While the economy, and consumer spending, “was clearly more resilient in the first half of the this year than many expected,” the pace of sales growth “is becoming incrementally slower,” said Jack Kleinhenz, chief economist of the National Retail Federation, commenting last week on the NRF’s monthly economic report.

“Consumers are still spending but are under financial pressure and have been adjusting how much they buy while also shifting from goods to services,” Kleinhenz said.

“While job and wage gains have counterbalanced inflation, the stockpile of savings accumulated during the pandemic is dwindling and is no longer providing as much spending power as was previously available,” he said.

Nikki Baird, vice-president of strategy at Aptos APT , a retail technology company, reacted to the CPI news last week by noting consumers still face pressures that could hurt retail results during the rest of year, “With over $1 trillion in credit card debt, and student loan payments resuming, there are a lot of other pressures on consumer spending looming, Baird said.

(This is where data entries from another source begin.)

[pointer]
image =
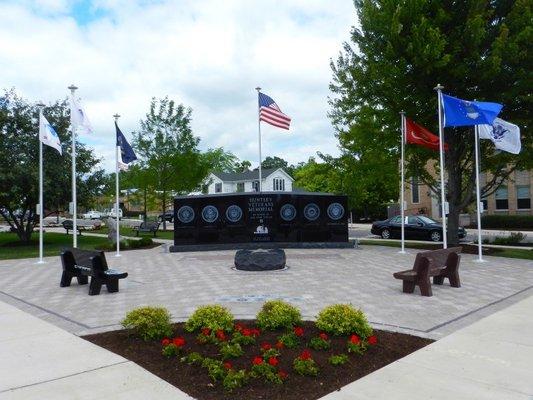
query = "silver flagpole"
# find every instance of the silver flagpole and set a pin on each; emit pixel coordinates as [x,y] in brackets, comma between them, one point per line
[117,215]
[259,130]
[478,196]
[41,208]
[402,179]
[74,206]
[439,88]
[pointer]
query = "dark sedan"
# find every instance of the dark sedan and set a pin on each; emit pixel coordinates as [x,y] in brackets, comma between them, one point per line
[418,227]
[168,215]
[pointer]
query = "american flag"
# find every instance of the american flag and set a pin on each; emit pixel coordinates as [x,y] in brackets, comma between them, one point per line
[271,113]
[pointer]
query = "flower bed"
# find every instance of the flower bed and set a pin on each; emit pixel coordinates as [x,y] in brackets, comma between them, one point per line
[246,362]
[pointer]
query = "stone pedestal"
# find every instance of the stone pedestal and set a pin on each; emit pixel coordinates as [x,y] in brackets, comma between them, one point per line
[260,260]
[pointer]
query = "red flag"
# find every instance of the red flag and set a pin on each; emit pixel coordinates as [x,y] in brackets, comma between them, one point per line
[417,134]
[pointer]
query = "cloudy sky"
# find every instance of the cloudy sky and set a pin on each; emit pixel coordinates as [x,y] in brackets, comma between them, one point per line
[206,54]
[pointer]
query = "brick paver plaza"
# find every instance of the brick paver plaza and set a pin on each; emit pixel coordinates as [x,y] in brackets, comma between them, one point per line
[315,278]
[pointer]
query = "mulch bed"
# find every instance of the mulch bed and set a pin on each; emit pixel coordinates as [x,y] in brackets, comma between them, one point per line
[195,381]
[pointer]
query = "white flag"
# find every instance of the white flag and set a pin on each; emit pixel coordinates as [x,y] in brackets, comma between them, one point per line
[78,117]
[48,135]
[504,135]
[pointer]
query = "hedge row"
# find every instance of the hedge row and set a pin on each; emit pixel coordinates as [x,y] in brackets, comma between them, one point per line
[507,222]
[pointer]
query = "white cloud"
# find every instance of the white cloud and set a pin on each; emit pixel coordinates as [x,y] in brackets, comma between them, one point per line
[208,54]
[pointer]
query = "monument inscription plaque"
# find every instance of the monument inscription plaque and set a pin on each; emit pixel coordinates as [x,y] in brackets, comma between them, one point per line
[257,220]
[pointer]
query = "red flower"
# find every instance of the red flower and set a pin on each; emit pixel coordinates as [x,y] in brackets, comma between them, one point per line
[306,355]
[266,346]
[282,374]
[228,365]
[220,335]
[355,339]
[298,331]
[372,340]
[273,361]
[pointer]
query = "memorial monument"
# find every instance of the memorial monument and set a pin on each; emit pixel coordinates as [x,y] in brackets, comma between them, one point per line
[260,220]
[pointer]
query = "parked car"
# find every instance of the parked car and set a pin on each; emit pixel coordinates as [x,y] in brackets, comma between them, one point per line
[419,227]
[92,214]
[168,215]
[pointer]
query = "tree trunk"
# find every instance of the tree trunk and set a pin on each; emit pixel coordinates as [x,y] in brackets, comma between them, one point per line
[144,218]
[164,210]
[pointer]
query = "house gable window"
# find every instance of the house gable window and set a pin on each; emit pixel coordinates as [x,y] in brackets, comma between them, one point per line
[523,197]
[279,184]
[502,198]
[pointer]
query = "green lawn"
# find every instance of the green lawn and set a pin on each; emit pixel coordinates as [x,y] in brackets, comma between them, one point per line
[124,231]
[10,247]
[496,252]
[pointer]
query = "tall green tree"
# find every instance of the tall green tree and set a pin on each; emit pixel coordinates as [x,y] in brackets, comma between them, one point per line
[19,164]
[478,49]
[168,150]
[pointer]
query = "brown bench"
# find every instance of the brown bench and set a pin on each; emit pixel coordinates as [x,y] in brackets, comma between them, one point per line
[439,264]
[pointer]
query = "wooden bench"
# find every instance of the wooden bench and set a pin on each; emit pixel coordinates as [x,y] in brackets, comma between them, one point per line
[439,264]
[84,263]
[146,227]
[69,226]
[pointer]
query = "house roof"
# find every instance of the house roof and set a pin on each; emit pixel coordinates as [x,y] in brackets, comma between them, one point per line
[245,176]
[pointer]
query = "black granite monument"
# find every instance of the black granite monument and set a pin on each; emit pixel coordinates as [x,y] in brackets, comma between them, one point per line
[260,220]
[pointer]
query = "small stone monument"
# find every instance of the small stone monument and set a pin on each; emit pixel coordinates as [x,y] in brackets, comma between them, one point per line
[260,260]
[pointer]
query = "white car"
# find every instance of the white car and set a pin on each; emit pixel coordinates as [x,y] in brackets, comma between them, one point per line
[92,215]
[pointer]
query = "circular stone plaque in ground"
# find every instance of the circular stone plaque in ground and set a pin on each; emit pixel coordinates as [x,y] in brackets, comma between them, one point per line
[260,260]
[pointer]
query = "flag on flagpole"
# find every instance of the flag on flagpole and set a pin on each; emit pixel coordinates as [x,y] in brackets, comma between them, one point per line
[504,135]
[127,155]
[270,113]
[78,117]
[417,134]
[458,112]
[48,135]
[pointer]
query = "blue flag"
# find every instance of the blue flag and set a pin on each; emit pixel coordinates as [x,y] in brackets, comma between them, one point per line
[458,112]
[126,152]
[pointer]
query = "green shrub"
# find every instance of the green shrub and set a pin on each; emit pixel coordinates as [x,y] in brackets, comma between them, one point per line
[277,314]
[339,359]
[507,222]
[343,319]
[228,350]
[235,379]
[512,239]
[213,316]
[149,323]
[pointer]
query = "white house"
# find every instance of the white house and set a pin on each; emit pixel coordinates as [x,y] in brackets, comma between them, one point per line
[273,180]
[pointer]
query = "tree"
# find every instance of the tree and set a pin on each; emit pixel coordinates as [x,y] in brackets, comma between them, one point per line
[402,49]
[19,164]
[168,150]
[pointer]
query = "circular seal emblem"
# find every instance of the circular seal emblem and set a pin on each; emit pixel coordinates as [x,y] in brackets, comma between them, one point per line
[335,211]
[311,212]
[287,212]
[185,214]
[233,213]
[209,214]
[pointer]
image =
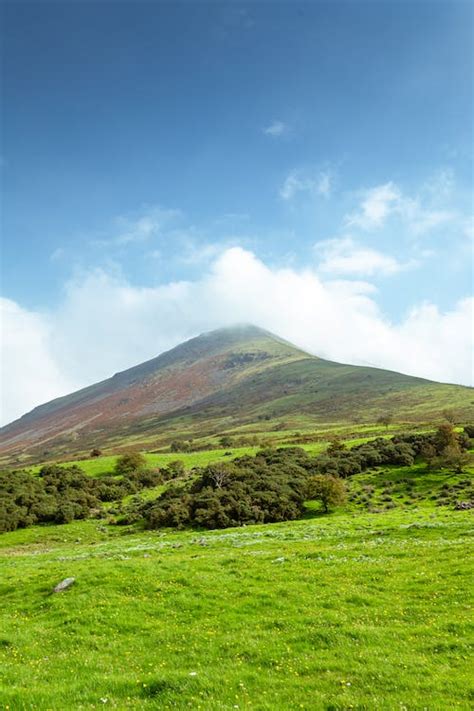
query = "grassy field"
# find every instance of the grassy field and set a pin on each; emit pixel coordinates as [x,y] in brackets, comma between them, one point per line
[354,610]
[105,464]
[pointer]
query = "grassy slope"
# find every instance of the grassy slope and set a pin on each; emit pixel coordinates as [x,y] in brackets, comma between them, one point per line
[351,610]
[286,386]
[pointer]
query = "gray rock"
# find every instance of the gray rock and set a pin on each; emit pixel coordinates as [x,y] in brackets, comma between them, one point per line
[64,584]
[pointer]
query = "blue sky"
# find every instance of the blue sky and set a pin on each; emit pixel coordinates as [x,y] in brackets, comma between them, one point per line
[146,139]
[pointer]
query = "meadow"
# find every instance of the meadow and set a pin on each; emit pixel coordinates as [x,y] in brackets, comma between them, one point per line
[364,608]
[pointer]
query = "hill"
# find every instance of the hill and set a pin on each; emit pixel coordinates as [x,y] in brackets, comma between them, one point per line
[224,380]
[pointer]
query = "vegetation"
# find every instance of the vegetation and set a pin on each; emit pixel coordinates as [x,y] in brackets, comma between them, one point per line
[329,490]
[271,486]
[325,612]
[321,613]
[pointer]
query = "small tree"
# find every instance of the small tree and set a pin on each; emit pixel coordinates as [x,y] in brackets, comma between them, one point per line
[445,436]
[329,490]
[129,462]
[450,416]
[386,419]
[335,446]
[175,469]
[226,441]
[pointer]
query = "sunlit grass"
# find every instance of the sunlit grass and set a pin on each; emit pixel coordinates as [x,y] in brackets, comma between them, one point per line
[350,610]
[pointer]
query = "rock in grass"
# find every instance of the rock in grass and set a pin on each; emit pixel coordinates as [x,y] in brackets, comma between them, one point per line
[64,584]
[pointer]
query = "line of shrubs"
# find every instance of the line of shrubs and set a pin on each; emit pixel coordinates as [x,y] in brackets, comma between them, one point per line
[274,484]
[271,486]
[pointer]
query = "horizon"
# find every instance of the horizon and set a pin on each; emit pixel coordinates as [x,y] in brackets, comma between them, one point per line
[233,327]
[171,168]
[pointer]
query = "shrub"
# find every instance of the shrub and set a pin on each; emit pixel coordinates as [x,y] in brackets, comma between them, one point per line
[129,462]
[329,490]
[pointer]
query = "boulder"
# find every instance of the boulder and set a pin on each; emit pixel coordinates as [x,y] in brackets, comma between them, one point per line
[64,584]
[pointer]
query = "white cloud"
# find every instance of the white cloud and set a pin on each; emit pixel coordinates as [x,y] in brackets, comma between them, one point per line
[30,373]
[297,182]
[376,205]
[105,324]
[343,256]
[276,129]
[384,201]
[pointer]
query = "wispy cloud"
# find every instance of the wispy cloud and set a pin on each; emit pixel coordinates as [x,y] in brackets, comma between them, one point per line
[299,182]
[82,341]
[382,202]
[344,256]
[145,226]
[275,129]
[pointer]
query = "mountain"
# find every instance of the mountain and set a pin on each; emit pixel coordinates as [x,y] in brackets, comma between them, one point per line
[220,381]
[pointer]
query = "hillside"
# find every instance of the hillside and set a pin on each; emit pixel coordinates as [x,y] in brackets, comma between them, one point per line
[219,381]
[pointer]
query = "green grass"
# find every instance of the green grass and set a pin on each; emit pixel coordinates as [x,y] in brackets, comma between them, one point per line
[351,610]
[105,464]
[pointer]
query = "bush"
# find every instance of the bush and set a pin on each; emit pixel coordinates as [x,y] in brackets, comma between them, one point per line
[329,490]
[129,462]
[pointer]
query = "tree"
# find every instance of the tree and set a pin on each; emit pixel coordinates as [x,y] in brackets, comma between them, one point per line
[329,490]
[385,419]
[445,436]
[226,441]
[129,462]
[175,469]
[450,416]
[335,446]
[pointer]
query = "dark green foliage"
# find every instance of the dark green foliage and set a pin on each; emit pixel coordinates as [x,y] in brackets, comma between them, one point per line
[62,494]
[181,446]
[268,487]
[469,431]
[129,462]
[329,490]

That means, Baird said, that “consumer-facing companies will need to have a carefully considered promotional strategy for Holiday 2023. Consumers will definitely be deal-seeking, and looking to feel like they are getting the most for their spend,” she said.

Matt Pavich, senior director of strategy and innovation at Revionics, a retail-tech company, said that while prices are no longer increasing at the same pace as during peak inflation, consumers are still feeling the impact of previous price hikes.

“While inflation has cooled significantly and the economy appears to be in a stronger position than previously projected, consumers are still looking for ways to stretch their spend find good deals.”

Pavich expects those strategies will include shopping promotions, trying private label brans, or switching to lower-priced, better-value retailers.